Matt Howlett

Matt Howlett

Every Blog Should Have a Tagline

Apache Kafka, .NET and Protobuf Serialized Data

2018-05-31

Confluent's Apache Kafka Client for .NET ships with a serializer and deserializer for the Avro serialization format, seamlessly integrated with Confluent Schema Registry. Avro is well matched to scenarios where you would like your schemas to be centrally managed, and as i'll explain in an upcoming blog post, this is often very desirable - especially in more complex scenarios - because it decreases coupling of producer and consumer applications.

In this post, I'll talk a little bit about another popular serialization format - protobuf. Unlike Avro, protobuf serialized data can be deserialized without the writer schema present. It's therefore possible to use protobuf without any system in place for schema management.

The .NET Kafka client doesn't ship with protobuf support out of the box, but it's straightforward to implement this yourself. Here's a suitable serializer:

public class ProtoSerializer<T> : ISerializer<T> where T : Google.Protobuf.IMessage<T>
{
    public IEnumerable<KeyValuePair<string, object>> 
        Configure(IEnumerable<KeyValuePair<string, object>> config, bool isKey)
            => config;

    public void Dispose() {}

    public byte[] Serialize(string topic, T data)
        => data.ToByteArray();
}

That's all!
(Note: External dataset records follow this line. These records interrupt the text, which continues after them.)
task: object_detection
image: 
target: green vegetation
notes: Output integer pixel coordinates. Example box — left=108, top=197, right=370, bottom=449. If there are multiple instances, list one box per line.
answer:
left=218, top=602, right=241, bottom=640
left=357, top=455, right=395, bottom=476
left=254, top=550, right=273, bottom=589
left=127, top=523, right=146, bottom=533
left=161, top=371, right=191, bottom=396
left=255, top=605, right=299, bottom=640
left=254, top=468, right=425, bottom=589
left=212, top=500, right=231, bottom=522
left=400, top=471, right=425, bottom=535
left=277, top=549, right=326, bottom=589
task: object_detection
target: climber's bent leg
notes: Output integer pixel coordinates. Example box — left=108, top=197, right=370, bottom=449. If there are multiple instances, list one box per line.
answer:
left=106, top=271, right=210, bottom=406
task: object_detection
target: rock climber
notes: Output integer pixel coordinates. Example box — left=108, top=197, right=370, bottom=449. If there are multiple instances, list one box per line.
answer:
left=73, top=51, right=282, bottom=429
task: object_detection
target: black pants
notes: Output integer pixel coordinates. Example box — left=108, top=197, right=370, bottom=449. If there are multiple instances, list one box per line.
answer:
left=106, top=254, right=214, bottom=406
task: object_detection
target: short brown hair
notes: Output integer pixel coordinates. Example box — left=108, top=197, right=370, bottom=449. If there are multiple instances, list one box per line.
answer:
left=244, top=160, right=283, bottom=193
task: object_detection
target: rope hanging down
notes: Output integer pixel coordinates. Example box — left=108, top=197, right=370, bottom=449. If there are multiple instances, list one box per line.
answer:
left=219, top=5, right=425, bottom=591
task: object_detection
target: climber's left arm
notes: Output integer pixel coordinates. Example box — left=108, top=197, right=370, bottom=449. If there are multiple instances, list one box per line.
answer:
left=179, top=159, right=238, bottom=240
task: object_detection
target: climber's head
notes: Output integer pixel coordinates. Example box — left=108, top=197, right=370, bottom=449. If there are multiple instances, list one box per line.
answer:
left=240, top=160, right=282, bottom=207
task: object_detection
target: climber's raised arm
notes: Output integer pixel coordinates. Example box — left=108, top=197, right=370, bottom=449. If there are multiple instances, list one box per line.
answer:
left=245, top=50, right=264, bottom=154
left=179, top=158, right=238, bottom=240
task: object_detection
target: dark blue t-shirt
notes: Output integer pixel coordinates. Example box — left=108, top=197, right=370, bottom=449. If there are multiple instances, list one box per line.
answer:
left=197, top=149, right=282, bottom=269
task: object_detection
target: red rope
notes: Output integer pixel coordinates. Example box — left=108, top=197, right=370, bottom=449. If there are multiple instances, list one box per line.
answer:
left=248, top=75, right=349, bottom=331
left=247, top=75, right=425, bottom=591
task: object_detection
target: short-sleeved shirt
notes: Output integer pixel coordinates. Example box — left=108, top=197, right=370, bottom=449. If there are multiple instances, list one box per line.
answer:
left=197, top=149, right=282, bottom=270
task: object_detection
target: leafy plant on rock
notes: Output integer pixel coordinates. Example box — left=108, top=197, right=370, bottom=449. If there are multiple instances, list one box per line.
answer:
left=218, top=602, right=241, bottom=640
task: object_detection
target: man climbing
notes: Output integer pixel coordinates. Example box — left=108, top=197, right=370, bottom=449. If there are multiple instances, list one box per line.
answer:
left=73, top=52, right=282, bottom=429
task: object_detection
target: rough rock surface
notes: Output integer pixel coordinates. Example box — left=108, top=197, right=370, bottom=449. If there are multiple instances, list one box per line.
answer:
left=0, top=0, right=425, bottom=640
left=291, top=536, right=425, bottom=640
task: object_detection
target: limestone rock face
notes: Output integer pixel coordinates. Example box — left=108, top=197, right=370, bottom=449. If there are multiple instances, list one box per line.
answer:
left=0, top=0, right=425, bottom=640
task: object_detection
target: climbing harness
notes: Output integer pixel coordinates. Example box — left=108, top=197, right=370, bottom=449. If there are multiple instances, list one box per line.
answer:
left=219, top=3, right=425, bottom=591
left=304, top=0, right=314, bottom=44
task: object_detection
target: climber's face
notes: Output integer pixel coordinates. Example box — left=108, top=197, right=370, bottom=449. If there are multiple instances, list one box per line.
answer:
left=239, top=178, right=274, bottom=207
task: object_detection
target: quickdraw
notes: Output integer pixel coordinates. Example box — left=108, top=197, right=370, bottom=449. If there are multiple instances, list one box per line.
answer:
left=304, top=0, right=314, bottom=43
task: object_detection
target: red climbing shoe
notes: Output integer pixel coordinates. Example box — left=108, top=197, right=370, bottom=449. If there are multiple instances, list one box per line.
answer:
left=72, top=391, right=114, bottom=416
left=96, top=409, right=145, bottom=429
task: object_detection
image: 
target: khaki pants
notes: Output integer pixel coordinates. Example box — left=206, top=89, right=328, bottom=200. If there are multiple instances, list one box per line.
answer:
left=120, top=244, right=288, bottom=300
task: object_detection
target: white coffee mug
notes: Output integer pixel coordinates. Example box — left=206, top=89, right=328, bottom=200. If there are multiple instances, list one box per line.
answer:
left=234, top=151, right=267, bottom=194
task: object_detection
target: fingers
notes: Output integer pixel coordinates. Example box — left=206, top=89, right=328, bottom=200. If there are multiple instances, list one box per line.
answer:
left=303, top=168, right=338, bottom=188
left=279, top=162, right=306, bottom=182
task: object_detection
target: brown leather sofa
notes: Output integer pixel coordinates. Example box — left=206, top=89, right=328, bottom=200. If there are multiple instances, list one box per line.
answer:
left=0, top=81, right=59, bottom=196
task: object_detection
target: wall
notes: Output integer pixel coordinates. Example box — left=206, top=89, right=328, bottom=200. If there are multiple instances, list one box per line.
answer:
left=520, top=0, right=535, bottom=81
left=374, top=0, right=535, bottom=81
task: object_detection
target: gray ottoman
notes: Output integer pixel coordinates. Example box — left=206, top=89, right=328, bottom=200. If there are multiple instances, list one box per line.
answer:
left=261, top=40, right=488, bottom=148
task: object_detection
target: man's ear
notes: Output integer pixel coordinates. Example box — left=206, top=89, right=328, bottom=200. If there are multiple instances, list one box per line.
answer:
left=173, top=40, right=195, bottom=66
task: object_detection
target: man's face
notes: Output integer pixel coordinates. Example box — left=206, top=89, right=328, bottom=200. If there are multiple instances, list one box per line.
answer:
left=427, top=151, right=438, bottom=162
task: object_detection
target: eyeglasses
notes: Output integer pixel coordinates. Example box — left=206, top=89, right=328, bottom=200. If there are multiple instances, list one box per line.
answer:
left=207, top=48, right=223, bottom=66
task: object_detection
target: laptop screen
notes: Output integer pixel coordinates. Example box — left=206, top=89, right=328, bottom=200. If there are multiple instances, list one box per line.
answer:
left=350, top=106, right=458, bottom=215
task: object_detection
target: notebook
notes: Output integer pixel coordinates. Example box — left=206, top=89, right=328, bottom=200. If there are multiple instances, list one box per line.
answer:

Default implementations are all you need for the Configure and Dispose methods and to Serialize, you just need to call the ToByteArray method on your protobuf IMessage instance.

This serializer can be used with any type generated using the protoc tool. Check out the official tutorial for more information on using this tool and protobuf with C# in general.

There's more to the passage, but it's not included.